Kelly works hard to explain the plot, with the result that the play is littered with tedious exposition (most of it thrust on the Alan character), and it appears to be an attack on the narcissism and spiritual bankruptcy he sees around him. But there's simply far too much off-stage action for it to make much dramatic sense. Instead, we're left with a pretty simple satire-cum-farce, with good observational comedy on home furnishings, Prozac and personal space, which is occasionally laced with a dark edge that is uncomfortable not because of what it exposes, but because it doesn't really gel with the flighty nature of the humour.
The Grown-Ups is stuck somewhere between Friends, or Seinfeld, and Albee's The Zoo Story. It doesn't know whether it is an affectionate satire on modern urban living and social mores, or a dark indictment of them.

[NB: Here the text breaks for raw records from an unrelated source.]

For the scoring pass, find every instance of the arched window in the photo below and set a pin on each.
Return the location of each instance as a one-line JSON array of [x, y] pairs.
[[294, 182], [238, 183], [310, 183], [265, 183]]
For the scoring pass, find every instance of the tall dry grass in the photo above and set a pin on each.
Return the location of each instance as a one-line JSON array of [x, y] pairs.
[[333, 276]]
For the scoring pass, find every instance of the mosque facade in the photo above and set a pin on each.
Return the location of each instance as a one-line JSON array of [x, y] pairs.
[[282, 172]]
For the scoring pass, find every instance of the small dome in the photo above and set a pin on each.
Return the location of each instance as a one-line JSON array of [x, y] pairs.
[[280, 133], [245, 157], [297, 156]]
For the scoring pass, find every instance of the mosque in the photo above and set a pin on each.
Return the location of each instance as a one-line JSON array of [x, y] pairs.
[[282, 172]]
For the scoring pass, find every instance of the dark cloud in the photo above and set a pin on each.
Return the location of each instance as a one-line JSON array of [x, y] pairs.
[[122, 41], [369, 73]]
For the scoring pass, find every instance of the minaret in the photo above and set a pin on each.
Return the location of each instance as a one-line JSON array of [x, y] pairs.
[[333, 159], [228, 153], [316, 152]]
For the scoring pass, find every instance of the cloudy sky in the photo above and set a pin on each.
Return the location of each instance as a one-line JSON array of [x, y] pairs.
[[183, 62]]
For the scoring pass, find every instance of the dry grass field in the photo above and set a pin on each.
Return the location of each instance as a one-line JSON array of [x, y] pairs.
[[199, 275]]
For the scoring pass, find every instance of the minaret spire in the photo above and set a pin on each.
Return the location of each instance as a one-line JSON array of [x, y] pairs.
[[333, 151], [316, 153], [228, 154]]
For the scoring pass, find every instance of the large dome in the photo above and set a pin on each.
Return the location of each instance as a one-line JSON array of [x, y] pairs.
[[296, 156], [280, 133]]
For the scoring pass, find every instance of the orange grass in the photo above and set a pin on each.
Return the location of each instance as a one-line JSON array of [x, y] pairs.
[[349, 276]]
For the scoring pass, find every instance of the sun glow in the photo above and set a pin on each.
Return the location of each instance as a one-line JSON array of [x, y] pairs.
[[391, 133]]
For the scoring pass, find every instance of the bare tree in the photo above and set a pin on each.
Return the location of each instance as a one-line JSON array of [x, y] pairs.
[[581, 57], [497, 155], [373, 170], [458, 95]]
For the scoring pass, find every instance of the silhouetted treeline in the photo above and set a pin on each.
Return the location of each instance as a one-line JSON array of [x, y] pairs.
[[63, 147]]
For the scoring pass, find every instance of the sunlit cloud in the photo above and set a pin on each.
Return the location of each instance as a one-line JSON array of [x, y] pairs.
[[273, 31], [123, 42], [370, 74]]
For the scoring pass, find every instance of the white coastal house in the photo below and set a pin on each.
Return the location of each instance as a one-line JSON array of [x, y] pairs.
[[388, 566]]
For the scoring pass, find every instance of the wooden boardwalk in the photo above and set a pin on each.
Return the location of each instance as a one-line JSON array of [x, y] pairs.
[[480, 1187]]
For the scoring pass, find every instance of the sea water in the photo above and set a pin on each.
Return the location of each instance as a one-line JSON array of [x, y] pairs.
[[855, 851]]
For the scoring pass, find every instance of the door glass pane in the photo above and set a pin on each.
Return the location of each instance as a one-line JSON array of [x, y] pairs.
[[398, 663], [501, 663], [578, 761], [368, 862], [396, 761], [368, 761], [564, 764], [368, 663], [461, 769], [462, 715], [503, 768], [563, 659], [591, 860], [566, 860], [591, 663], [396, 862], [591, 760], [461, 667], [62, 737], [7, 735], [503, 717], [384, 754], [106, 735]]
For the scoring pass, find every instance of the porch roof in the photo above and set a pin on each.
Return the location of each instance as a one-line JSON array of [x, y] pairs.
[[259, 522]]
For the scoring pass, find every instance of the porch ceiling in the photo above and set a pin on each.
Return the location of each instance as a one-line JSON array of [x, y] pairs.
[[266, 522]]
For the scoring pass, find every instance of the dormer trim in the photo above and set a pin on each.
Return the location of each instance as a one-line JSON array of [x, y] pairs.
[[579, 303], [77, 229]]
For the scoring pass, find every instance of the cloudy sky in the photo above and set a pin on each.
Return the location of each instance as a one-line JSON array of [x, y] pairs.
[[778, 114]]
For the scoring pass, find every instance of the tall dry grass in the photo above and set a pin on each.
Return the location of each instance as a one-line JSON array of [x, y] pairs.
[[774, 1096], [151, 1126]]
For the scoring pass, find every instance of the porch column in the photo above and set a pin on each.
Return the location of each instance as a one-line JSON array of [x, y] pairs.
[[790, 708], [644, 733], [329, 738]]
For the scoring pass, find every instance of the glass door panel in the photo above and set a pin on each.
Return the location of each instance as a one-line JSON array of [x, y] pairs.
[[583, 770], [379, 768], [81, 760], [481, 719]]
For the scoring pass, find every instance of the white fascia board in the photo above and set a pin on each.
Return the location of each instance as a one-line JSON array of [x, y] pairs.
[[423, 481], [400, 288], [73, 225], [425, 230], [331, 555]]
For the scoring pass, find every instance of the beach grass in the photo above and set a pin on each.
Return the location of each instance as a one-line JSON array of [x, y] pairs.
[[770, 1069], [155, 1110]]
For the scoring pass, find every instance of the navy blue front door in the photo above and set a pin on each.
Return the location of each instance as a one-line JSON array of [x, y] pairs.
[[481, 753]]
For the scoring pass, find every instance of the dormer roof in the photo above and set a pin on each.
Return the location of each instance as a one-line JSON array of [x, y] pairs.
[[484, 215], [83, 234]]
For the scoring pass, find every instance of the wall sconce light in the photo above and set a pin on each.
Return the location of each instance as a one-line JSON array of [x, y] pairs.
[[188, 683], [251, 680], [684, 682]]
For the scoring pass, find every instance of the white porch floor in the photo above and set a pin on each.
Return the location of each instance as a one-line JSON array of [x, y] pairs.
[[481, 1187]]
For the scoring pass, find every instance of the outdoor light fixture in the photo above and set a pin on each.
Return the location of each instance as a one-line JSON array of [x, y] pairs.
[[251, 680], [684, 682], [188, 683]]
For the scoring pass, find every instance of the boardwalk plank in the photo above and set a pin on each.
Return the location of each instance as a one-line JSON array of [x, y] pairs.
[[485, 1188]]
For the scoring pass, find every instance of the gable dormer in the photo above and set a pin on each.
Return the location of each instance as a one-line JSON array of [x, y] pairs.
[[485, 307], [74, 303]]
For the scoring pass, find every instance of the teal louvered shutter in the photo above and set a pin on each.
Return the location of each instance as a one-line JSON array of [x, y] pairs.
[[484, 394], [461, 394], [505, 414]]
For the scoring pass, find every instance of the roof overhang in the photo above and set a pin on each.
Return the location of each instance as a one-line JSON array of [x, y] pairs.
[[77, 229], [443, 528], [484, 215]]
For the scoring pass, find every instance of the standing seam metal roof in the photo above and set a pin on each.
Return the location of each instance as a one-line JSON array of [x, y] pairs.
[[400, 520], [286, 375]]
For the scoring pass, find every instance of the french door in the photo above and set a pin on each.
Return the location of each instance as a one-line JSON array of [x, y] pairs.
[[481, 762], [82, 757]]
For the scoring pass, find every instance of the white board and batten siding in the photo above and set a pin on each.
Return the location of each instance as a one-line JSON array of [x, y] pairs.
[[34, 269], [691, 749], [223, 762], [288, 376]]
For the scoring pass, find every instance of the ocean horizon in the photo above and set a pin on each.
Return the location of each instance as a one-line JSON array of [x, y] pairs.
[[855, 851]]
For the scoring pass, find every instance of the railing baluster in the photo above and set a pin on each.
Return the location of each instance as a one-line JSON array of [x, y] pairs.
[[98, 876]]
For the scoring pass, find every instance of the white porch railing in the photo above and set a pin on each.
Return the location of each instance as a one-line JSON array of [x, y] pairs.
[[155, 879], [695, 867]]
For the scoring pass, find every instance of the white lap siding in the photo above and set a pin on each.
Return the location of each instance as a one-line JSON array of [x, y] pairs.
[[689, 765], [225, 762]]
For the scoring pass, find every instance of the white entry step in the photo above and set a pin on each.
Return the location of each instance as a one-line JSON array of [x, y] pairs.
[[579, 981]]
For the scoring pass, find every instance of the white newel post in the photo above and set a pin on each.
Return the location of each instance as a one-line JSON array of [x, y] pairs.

The cast is very strong, and director Gerry Stembridge generally gets a lot out of them – he has a particularly fine touch with the more satirical or over-the-top scenes. But there is a core flaw in this production, which emanates from the script and is possibly compounded by the direction. This is in the central character, Alan. Jonathan Forbes has the unenviable and ultimately doomed task of reconciling a number of tensions that cut through this character, and thus the play: Alan is the straight man around whom all the madcap action revolves, and whose moral quest is supposedly the play's driving force. But his character is so passive, so unobtrusive, as to be overwhelmed by the exaggerated, occasionally cartoon-like characters around him. Alan seems a quiet and unassuming chap, but is constantly given the job of explaining the complex and constantly changing plot (to the others and thereby to the audience). Forbes, though, is very good, his control and range of expression almost equal to the impossible task of reconciling the endlessly bland dialogue he is given with his role as a supposed moral agitator. Around him, each of the others has more fun and more leeway playing characters that are meatier and entertainingly exaggerated. The Clinic's Leigh Arnold, in her Irish stage debut as Amy, is wonderful, very funny and occasionally bitingly incisive.
And then there's Stephen Brennan's character, Stephen, the chief indication of a lurking dramatic intelligence at work behind this play. A drunk and eccentric older man, partner to Amy, he wanders in and out of the play like a seer or prophet in a classical tragedy, pronouncing upon events and people in a lyrical, cryptic, fashion. The character both provides relief from the self-regarding obsessiveness of the younger characters, and acts as a foil for the occasional heavy-handedness of Kelly's social commentary. Brennan is super in the role, relishing its air of eccentricity and hazy mysticism. "The malaise, the malaise," he shouts, "this splenetic new city!" It may not be enough to lift The Grown-Ups out of its dramatic doldrums, but it could be the call to arms for Fiach Mac Conghail's new Abbey. The malaise might be lifting.